RAG Pipeline & LLM Choice
On top of retrieval, the project implements two RAG pipelines:
- SemanticRAGPipeline — uses the FAISS semantic retriever
- HybridRAGPipeline — uses the hybrid BM25 + semantic retriever
Each RAG pipeline follows a three-stage pattern: retrieve top-k documents, build a structured context from reviews and product titles, and send the query plus context to an LLM for answer generation.
Different Llama 3 models from Groq were evaluated, including llama-3.1-8b-instant and llama-3.3-70b-versatile, on realistic shopping queries (e.g. “best acoustic guitar for beginners under $100”, “durable microphone stand for live performances”). The 70B model consistently produced more precise, well-cited answers and was chosen as the default in the final pipeline.
Evaluation & Limitations
The hybrid RAG pipeline was evaluated qualitatively on five query types (keyword, semantic, and complex multi-constraint queries), scoring answers on accuracy, completeness, and fluency.

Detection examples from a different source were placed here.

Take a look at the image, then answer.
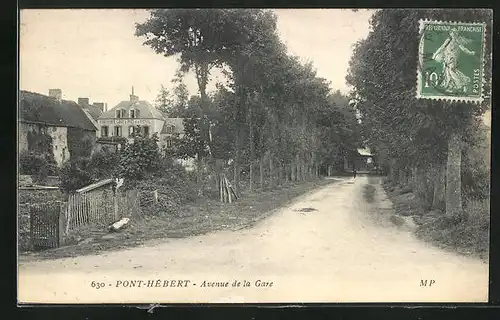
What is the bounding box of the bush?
[19,151,58,183]
[60,158,94,192]
[117,134,161,180]
[123,158,197,215]
[89,150,119,180]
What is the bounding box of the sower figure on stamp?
[432,30,475,93]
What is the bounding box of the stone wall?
[18,122,70,167]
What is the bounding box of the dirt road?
[18,176,488,303]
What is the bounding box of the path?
[19,176,488,303]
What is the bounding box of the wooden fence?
[29,201,62,250]
[66,189,141,232]
[23,188,147,250]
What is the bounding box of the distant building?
[344,148,375,172]
[18,89,98,166]
[97,88,165,142]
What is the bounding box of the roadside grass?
[20,179,335,261]
[383,181,490,260]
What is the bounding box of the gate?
[30,201,61,250]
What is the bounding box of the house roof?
[82,104,103,120]
[99,100,163,120]
[358,148,372,157]
[160,118,184,134]
[19,91,97,131]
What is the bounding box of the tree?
[117,130,161,181]
[155,85,175,118]
[347,9,491,216]
[59,158,94,192]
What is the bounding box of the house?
[18,89,98,166]
[344,148,374,173]
[97,87,165,143]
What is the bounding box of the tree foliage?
[117,133,161,180]
[347,9,492,212]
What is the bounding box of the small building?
[18,89,98,166]
[97,87,165,141]
[344,148,374,173]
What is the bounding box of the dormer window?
[116,109,125,119]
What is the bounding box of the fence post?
[113,190,118,221]
[58,202,68,246]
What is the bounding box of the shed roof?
[160,118,184,134]
[19,91,97,131]
[358,148,372,157]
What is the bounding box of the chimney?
[94,102,105,112]
[130,86,139,102]
[49,89,62,101]
[78,98,89,107]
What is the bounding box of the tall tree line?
[347,9,492,217]
[136,9,360,196]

With the larger corpus, the pipeline produced substantive, grounded answers for all five queries, whereas earlier experiments on a smaller index often failed due to missing relevant documents.
Two key limitations emerged: the retriever cannot enforce all query constraints simultaneously (e.g. “for rock” and “under $300” for a beginner electric guitar), and the LLM tends to generate from weak or loosely related context rather than explicitly stating that constraints cannot be verified. Suggested improvements include adding a cross-encoder re-ranker, tightening prompts to enforce constraint checking, and using metadata filters (e.g. restricting to electric guitars) before retrieval.

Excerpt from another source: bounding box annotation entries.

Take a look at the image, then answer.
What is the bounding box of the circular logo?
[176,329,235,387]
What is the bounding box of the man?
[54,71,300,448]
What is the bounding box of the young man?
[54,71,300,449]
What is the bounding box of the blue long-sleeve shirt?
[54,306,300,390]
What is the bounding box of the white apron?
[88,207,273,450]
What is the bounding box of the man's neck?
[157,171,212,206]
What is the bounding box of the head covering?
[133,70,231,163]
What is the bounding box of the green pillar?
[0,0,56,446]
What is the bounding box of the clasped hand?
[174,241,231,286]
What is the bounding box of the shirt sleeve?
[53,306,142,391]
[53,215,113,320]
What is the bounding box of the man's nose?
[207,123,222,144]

Scaling & Deployment Considerations
To scale beyond 100k documents, the workflow optimizes corpus storage, BM25 index construction, and embedding generation, reducing redundant work and memory usage. Indexes are saved as artifacts that can be loaded into memory on app startup.
The final discussion also outlines a cloud deployment plan: storing raw and processed data plus indexes in S3, containerizing the Shiny app on EC2 behind a load balancer, and periodically rebuilding indexes via scheduled jobs (e.g. AWS Lambda) when new products are added. LLM inference is assumed to use hosted APIs rather than self-hosted models to avoid GPU infrastructure overhead.